Today, the average business traveler carries 2.68 mobile devices for work,(1) so keeping hotels guest connected to Wi-Fi during the stay has become even more important. It's not just guests' laptops anymore it's smartphone and tablets that are increasingly connecting to Wi-Fi networks.
Since the introduction of smartphones, and now tablets, the growth in demand for data has increased exponentially. The Organization for Economic Co-operation and Development (OECD) released a report last year that illustrated that American wireless customers roaming in other industrial nations pay up to $22 per megabyte for roaming on cellular networks, while their European counterparts paid less than $7 per megabyte. While this data roaming has caused increased bill shock for consumers, mobile operators want to change this to avoid losing customers. This has been one of the main drivers for the resurgence in Wi-Fi that has increased the number of commercial Wi-Fi hotspots worldwide to over 700,000. Hotels are the number one connection point for business travelers according to a recent report, so hotels might also want to be cautious of causing similar 'bill shock' by offering various pricing options for Wi-Fi-even if the costs are presented upfront. (For a copy of the hospitality report visit here: http://bit.ly/uRb65n)
Wi-Fi in hotels is increasingly required because guests want to be more productive and efficient while they travel and Wi-Fi provides a quick and affordable connection for people to continue their work at a time when they want to stay on top of their workload.
On average business travelers globally spent 37 percent of their network connection time during business trips at hotels and on average spent nearly 90 minutes connected each time they logged on. It's not just business hotel guests either, 94 percent of people who responded to a mobile workforce survey last August reported that they connect to Wi-Fi for work reasons – even when they are on vacation.

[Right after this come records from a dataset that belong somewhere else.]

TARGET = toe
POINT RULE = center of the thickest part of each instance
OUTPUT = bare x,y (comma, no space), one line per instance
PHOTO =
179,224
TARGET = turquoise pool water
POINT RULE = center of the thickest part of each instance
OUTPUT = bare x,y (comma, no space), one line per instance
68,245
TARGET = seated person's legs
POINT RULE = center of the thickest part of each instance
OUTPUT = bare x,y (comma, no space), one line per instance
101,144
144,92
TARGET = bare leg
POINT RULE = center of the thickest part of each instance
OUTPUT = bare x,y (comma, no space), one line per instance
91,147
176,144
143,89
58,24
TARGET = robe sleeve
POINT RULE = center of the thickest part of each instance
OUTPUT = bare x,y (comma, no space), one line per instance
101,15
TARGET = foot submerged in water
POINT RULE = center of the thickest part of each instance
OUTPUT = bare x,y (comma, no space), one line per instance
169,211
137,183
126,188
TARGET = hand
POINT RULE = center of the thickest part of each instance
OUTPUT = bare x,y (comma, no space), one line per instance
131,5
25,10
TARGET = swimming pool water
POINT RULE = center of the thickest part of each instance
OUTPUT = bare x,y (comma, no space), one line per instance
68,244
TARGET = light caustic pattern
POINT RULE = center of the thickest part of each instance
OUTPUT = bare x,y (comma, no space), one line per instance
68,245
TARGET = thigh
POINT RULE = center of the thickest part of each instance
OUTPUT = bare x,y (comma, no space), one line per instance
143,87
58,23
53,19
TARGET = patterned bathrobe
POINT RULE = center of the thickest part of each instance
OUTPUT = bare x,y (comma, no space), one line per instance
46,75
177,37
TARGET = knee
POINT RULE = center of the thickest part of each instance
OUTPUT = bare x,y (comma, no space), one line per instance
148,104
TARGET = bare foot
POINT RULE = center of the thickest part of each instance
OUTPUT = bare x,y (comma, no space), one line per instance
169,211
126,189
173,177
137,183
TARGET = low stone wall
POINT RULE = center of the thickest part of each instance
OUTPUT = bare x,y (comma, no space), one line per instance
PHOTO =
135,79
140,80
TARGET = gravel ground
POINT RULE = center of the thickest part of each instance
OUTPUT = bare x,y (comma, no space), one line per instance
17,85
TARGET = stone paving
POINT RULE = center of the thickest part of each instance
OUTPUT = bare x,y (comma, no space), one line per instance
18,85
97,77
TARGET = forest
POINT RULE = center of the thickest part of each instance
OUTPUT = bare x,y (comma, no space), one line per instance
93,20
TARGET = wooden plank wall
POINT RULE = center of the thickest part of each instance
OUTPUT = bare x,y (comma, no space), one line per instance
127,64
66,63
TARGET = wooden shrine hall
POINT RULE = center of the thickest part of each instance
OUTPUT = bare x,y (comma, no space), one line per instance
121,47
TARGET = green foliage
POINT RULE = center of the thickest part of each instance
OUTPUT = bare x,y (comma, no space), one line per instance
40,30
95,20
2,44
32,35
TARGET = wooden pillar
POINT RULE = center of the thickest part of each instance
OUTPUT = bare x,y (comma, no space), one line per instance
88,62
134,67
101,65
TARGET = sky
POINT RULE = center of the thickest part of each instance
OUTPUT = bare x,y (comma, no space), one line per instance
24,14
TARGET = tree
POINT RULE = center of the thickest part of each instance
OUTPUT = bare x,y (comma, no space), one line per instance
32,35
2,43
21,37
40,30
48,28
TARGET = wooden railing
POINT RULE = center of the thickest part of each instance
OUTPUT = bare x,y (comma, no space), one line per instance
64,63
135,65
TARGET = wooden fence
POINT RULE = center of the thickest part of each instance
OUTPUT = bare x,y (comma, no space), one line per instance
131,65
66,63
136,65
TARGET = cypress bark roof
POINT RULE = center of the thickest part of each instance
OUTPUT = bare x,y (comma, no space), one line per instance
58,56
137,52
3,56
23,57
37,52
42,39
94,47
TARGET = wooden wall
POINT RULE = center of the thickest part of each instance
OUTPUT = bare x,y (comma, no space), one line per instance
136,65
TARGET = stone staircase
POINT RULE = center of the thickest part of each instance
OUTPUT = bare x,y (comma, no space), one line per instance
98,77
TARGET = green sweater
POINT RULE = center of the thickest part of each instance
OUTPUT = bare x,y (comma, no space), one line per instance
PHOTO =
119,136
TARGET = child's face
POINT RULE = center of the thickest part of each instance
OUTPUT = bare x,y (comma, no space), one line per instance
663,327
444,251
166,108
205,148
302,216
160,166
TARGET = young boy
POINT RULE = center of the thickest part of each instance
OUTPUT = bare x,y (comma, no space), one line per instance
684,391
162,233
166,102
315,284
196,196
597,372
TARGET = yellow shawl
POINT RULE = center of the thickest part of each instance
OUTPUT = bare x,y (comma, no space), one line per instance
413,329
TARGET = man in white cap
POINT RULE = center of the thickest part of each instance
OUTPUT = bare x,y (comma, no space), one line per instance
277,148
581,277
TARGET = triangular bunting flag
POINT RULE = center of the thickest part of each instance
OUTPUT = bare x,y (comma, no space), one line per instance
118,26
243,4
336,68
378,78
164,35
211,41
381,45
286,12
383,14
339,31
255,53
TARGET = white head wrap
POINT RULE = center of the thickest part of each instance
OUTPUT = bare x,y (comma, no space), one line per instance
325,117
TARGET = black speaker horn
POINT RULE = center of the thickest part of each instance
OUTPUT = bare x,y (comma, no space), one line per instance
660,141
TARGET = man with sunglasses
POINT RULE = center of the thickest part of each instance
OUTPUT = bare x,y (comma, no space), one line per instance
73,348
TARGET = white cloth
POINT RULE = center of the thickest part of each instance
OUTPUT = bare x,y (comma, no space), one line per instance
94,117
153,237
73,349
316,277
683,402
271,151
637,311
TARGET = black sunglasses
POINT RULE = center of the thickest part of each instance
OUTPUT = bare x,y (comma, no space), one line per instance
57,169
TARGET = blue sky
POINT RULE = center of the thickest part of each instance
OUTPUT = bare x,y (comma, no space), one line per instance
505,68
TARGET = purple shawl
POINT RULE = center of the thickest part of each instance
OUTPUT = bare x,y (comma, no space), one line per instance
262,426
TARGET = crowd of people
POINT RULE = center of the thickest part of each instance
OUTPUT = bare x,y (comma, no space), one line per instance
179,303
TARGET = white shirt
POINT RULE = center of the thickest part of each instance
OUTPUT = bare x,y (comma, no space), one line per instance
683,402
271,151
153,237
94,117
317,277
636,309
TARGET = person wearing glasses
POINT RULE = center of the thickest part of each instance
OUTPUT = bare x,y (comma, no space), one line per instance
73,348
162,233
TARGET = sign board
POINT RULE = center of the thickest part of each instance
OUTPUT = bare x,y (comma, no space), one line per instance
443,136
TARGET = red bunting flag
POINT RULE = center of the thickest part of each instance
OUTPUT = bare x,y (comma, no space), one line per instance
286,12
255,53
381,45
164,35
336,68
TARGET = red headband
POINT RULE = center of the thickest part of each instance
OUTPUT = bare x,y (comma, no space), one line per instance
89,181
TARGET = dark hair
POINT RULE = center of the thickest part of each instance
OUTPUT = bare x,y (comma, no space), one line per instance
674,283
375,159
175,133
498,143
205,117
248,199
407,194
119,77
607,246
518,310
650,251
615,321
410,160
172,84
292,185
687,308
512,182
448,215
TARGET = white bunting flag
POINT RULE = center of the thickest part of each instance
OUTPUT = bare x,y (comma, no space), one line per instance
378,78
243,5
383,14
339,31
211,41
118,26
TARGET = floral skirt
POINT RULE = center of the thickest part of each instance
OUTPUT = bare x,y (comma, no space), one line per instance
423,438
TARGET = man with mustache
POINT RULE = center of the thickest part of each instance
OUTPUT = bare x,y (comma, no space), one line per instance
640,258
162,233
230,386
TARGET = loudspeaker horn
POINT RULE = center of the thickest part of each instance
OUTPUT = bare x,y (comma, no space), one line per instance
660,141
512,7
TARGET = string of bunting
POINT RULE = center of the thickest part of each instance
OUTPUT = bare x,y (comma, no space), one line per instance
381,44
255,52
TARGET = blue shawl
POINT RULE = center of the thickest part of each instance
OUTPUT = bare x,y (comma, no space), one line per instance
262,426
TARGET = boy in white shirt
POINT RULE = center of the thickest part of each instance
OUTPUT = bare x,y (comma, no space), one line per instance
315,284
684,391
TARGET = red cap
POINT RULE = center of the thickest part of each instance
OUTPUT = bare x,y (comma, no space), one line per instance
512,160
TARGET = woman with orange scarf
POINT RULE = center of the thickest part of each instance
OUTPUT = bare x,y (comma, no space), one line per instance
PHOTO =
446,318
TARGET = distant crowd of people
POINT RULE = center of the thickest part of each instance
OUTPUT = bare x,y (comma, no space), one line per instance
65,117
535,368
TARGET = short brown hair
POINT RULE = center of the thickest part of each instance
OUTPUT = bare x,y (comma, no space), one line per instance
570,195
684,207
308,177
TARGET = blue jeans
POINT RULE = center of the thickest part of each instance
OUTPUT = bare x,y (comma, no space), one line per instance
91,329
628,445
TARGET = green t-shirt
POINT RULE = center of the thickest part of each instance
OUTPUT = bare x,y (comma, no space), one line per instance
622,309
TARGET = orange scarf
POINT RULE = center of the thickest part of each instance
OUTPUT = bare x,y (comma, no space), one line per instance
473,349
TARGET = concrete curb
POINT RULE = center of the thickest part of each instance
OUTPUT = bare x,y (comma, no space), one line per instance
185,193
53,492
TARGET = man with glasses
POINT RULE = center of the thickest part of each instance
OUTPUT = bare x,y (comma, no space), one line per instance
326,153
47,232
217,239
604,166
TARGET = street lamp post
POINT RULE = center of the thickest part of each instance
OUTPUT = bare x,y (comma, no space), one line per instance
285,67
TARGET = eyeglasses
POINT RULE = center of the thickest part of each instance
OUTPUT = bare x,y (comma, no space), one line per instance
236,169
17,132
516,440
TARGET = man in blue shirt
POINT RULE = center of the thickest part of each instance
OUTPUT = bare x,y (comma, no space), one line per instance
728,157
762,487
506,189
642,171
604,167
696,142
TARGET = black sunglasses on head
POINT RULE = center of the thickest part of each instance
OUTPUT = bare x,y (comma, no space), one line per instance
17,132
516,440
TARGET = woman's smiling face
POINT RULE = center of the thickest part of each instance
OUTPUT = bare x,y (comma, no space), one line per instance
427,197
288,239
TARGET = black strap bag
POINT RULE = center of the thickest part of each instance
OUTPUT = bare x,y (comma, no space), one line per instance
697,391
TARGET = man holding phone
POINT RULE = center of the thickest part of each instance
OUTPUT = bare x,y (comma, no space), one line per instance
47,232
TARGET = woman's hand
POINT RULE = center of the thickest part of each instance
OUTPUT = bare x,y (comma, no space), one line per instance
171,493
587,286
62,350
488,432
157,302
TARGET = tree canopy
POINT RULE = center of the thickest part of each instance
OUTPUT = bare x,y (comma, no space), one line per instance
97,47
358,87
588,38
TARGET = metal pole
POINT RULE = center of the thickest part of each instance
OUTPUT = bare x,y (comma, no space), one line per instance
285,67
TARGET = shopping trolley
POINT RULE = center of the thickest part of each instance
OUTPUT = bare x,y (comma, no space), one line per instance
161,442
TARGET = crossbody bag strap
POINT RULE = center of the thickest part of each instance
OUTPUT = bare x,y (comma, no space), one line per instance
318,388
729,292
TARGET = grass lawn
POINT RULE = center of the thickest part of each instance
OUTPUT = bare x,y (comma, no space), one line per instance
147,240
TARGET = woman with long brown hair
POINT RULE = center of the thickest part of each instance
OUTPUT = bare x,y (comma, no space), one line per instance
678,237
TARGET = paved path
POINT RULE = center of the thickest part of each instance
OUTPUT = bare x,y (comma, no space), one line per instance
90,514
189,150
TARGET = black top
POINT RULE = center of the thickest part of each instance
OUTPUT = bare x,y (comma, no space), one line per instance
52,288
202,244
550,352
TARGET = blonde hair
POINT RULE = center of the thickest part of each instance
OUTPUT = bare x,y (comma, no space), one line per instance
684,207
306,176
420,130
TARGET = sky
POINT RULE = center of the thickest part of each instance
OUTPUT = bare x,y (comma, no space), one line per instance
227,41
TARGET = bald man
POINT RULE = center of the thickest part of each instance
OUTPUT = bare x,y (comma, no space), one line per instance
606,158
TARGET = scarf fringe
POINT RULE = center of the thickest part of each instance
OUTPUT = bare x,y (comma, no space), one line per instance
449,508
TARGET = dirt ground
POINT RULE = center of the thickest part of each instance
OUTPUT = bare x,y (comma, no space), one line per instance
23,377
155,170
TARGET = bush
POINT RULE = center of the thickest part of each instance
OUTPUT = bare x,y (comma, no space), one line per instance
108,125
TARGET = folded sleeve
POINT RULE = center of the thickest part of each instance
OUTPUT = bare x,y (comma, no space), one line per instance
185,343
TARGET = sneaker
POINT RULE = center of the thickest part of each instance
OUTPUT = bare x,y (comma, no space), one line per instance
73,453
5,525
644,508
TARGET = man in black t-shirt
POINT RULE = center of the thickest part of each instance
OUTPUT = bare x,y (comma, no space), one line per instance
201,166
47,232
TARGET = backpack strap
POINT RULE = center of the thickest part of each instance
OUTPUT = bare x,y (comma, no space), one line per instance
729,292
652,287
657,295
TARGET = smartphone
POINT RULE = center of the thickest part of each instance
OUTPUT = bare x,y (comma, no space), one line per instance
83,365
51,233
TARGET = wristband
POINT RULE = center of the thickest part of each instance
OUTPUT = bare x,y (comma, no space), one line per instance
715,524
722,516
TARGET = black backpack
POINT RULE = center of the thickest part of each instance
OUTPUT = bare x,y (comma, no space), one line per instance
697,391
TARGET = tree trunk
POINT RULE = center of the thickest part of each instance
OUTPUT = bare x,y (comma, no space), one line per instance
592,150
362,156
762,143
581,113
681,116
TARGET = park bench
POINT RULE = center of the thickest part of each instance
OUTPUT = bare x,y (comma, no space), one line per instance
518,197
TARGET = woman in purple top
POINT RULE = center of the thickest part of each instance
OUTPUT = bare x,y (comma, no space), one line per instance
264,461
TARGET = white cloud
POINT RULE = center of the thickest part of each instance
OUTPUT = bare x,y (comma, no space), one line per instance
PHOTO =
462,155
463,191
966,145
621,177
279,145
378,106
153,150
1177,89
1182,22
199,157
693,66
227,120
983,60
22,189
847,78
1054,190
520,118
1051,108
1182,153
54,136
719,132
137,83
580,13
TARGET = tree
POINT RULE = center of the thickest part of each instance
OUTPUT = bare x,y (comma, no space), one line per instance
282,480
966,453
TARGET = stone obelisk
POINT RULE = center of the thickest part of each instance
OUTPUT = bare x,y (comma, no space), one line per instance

Limiting friction for hotel guests getting connected and ensuring that it's not just one device than can connect but multiple is paramount. Over 55 percent of business travelers connect to hotel Wi-Fi with two devices.(2) Here at iPass we have nearly 60,000 hotels that are part of the iPass Mobile Network and we've learnt a great deal from our two million users - especially the desire to connect simply regardless of how many devices they carry. And it's not just about connecting in the hotel room either. Smartphones and tablets are much faster at booting up than laptops and there will likely be a change of where people connect when they are in hotels. The lobby, restaurant, bar and gym will become relevant as more and more people connect.